That someone like Donald Trump has come so close to getting into the Oval Office has rekindled concerns in India about the dependability of the United States as a security partner. The past few years have seen a considerable deepening of Indo-US relations in the military and strategic sphere. But Trump – and the sense that his surprising political rise marks a further breakdown of the US postwar foreign policy consensus – has put some questions on this nascent bond.
When the US presidential election campaign began last year, New Delhi was sanguine about the expected results. On the Democratic side, the Hillary Clinton team included many individuals with a long record of support for closer Indo-US relations. On the Republican side, most of the mainstream candidates like Jeb Bush and Marco Rubio had foreign policy advisors who were also known entities for New Delhi.
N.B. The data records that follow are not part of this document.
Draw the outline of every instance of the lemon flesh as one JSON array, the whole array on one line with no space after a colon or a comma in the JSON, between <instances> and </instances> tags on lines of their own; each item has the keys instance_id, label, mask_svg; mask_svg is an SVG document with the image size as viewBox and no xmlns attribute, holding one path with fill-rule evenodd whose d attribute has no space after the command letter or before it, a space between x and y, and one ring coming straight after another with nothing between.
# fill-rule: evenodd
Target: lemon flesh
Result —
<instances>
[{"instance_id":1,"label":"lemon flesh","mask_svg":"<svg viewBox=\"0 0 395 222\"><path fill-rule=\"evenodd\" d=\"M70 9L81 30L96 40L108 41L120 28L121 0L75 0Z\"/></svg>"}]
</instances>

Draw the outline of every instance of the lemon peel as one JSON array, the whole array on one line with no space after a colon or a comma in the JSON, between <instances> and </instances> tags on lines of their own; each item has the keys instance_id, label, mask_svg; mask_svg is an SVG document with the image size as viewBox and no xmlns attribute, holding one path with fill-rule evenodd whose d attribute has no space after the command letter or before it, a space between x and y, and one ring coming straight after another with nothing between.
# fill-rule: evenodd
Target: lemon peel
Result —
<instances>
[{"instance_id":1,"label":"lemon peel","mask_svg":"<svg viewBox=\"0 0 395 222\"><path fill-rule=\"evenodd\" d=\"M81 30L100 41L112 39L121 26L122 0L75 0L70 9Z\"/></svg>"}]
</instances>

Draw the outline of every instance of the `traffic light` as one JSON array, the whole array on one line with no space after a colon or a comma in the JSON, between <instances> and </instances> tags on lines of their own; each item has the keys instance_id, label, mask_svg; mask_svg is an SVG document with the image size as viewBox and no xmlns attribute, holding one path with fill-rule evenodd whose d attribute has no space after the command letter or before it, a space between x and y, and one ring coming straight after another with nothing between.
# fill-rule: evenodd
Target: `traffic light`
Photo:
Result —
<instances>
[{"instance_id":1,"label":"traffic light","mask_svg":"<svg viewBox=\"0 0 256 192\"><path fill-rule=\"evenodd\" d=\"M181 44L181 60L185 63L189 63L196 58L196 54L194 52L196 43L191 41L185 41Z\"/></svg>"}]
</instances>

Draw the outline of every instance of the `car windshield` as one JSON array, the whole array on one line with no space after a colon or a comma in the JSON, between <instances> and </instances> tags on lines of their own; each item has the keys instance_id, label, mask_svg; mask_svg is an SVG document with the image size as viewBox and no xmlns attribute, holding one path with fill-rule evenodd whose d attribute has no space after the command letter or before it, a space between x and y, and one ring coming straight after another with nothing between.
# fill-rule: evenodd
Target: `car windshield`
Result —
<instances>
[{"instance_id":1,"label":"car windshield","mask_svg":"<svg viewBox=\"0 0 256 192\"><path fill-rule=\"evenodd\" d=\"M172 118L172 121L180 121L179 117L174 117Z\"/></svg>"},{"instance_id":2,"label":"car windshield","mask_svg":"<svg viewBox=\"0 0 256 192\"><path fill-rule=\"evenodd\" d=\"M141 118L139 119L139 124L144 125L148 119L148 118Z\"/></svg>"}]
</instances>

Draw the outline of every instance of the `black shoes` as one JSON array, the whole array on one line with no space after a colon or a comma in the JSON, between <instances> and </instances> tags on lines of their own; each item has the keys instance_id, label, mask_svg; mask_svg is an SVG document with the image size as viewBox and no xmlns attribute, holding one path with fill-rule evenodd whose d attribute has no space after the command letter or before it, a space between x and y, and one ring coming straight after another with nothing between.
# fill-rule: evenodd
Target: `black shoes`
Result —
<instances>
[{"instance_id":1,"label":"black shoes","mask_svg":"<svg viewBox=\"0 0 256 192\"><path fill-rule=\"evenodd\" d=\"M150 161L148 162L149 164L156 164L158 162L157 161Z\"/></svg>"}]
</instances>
After a few years of doubt due to the isolationist tendencies evident during the early years of the Barack Obama administrations, Indo-US relations had been restored to health with the 2014 election of Prime Minister Narendra Modi. Modi and Obama were to develop a close political relationship, one that has seen them meet eight times in just three years – a record for US and Indian leaders. The assumption in New Delhi was that the next US president was almost certain to continue where Obama had left off.
As Trump moved to successfully secure the Republican nomination, a surprised and shocked Indian establishment echoed similar sentiments across the world. Some commentators found a bit of solace in Trump’s generally positive views about India. Early in 2016, Trump declared that India had become a “top place” for investment following Modi’s election, spoke of India “doing great” economically and expressed surprise that more people weren’t talking about the country’s 7%-plus economic growth rate. This seems to have been strongly motivated by the fact that two luxury buildings are being constructed in the Indian cities of Mumbai and Pune by Indian real estate developers but under the Trump franchise name.
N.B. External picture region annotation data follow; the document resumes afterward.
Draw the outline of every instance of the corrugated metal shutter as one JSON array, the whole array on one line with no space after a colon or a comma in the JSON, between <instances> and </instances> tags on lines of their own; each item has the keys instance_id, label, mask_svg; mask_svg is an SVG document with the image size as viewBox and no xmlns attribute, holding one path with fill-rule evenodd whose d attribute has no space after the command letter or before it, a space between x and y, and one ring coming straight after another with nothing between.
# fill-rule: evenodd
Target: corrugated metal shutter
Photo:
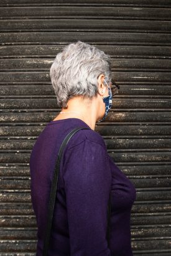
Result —
<instances>
[{"instance_id":1,"label":"corrugated metal shutter","mask_svg":"<svg viewBox=\"0 0 171 256\"><path fill-rule=\"evenodd\" d=\"M78 40L112 56L121 85L96 131L137 189L134 255L171 255L170 8L169 0L1 1L0 256L35 255L30 153L60 110L50 67Z\"/></svg>"}]
</instances>

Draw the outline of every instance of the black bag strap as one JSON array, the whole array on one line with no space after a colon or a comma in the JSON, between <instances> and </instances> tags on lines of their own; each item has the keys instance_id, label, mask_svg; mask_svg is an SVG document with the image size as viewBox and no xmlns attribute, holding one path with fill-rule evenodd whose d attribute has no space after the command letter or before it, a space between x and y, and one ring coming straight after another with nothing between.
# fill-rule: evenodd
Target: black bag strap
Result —
<instances>
[{"instance_id":1,"label":"black bag strap","mask_svg":"<svg viewBox=\"0 0 171 256\"><path fill-rule=\"evenodd\" d=\"M48 212L47 212L47 221L46 224L46 229L45 229L45 236L44 239L44 249L43 249L43 256L48 256L48 250L49 247L49 242L50 242L50 232L52 229L52 219L53 215L53 211L55 203L55 197L56 197L56 193L58 186L58 174L60 171L60 160L62 157L62 154L63 152L63 149L65 146L67 145L68 142L69 141L70 139L72 136L78 131L81 129L90 129L86 127L79 127L76 128L72 131L71 131L68 135L65 137L64 140L63 141L59 152L57 156L57 158L55 161L55 168L53 173L53 178L52 181L52 187L51 191L50 194L50 199L49 202L49 208L48 208ZM107 239L108 239L108 245L109 245L109 218L110 218L110 212L111 212L111 191L110 192L110 197L109 199L109 202L108 205L108 228L107 228Z\"/></svg>"}]
</instances>

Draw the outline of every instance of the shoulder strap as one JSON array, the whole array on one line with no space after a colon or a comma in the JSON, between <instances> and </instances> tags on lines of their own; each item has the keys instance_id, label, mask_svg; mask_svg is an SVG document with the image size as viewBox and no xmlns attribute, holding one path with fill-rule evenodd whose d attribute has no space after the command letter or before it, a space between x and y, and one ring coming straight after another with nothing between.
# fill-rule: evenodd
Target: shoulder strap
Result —
<instances>
[{"instance_id":1,"label":"shoulder strap","mask_svg":"<svg viewBox=\"0 0 171 256\"><path fill-rule=\"evenodd\" d=\"M69 141L70 139L72 136L78 131L81 129L90 129L86 127L80 127L76 128L72 131L71 131L68 135L65 137L64 140L63 141L59 152L58 153L57 158L55 161L55 168L53 170L53 178L52 181L52 187L51 191L50 194L50 199L49 202L49 208L48 208L48 212L47 212L47 221L46 224L46 229L45 229L45 236L44 244L44 249L43 249L43 256L47 256L48 255L48 250L50 242L50 232L52 229L52 219L53 215L53 211L55 203L55 197L56 197L56 193L58 186L58 174L60 171L60 160L62 156L62 154L63 152L63 149L65 146L67 145L68 142ZM109 198L108 206L108 229L107 229L107 237L108 237L108 243L109 245L109 216L110 216L110 211L111 211L111 200Z\"/></svg>"}]
</instances>

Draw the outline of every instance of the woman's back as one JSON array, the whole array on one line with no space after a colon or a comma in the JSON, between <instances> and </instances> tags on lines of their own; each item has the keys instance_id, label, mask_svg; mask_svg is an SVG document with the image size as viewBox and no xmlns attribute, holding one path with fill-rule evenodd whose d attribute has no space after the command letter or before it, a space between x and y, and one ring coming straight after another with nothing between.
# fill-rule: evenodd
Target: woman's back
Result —
<instances>
[{"instance_id":1,"label":"woman's back","mask_svg":"<svg viewBox=\"0 0 171 256\"><path fill-rule=\"evenodd\" d=\"M47 211L55 161L65 136L88 125L78 118L49 123L35 143L30 159L31 196L38 232L37 256L42 255ZM102 137L81 130L70 139L59 174L49 255L108 256L107 204L111 173Z\"/></svg>"}]
</instances>

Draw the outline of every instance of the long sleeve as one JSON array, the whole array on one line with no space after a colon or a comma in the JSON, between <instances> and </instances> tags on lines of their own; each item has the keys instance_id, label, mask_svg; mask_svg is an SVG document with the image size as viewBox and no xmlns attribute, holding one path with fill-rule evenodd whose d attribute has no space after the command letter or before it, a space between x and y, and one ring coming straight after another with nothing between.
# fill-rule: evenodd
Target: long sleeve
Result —
<instances>
[{"instance_id":1,"label":"long sleeve","mask_svg":"<svg viewBox=\"0 0 171 256\"><path fill-rule=\"evenodd\" d=\"M106 238L111 174L107 151L85 139L67 151L63 170L71 256L111 256Z\"/></svg>"}]
</instances>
Others took pleasure in his derogatory comments about Pakistan, India’s regional rival. “Pakistan is probably the most dangerous country in the world today. The only country that can check Pakistan is India,” Trump said during a radio show in September of last year. This was matched by his talk of a trade war against China and the need for the US to be more aggressive economically against Beijing. Occasionally, Trump also spoke in a similar, if less angry manner about India and the problem of outsourced jobs. He had at least once mimicked an Indian accent to amuse an electoral rally.
However, the Republican candidate’s more visceral attacks against Islam in general and his call for a stronger military response to the Islamic State and similar terrorist groups did excite right-wing Hindu groups. In May, a small fringe group called the Hindu Sena (“Hindu Army”) held a religious festival on the streets of central Delhi in favor of Trump. One of the activists declared, “He’s the only man who can put an end to Islamic terrorism”. This received considerable global media attention. More tangibly, however, was the response of conservative Hindu groups in the US. Shalabh Kumar, a Chicago businessman of Indian origin, donated nearly $900,000 to the Trump campaign because of the strength of his comments about the threat posed by Islam. Kumar, after meeting the candidate, said that Trump had indicated “that the 21st century should be an Indo-American century.”
But these were minority opinions. A Pew Research Center survey in the spring of this year found that Trump received only a 14% approval rating among Indians, though the poll also showed that more than 60% of Indians had no opinion of him at all. By most estimates, 70 to 80% of Indian-Americans will continue to vote for the Democratic Party as they traditionally have.
Of greater concern to New Delhi, however, was what Trump represented in terms of US foreign policy. India’s strategic community believes that Obama’s unwillingness to wield US influence and power in troubled regions of the world encouraged China to lay claim to the South China Sea and provided a lifeline to the Islamic State. Obama started to reverse his earlier isolationism in the last two years of his presidency. In Trump, however, they see an advocate of an even greater “America First” policy, almost going back to pre-World War I isolationism. Trump has spoken of abandoning NATO. In New Delhi’s view this would largely redound in favor of China, the Taliban and Islamic militancy in general.
Trump is also seen as damaging to a carefully constructed partnership between the two countries on climate change under which US financing and technology would help an ambitious Indian renewable energy push. Trump has denounced climate change as a fraud.
There is no shortage of concern regarding exactly what a Trump presidency would mean in terms of US engagement with the rest of the world. But for New Delhi, the most fundamental question is whether Trump (even if he loses) represents the disintegration of a US internationalist posture that has been the backbone of a world order that India was beginning to engage with. If so, then the nature of New Delhi’s foreign and defense policy would require a reorientation that, at the very least, would include a far smaller role for the US and the West in general.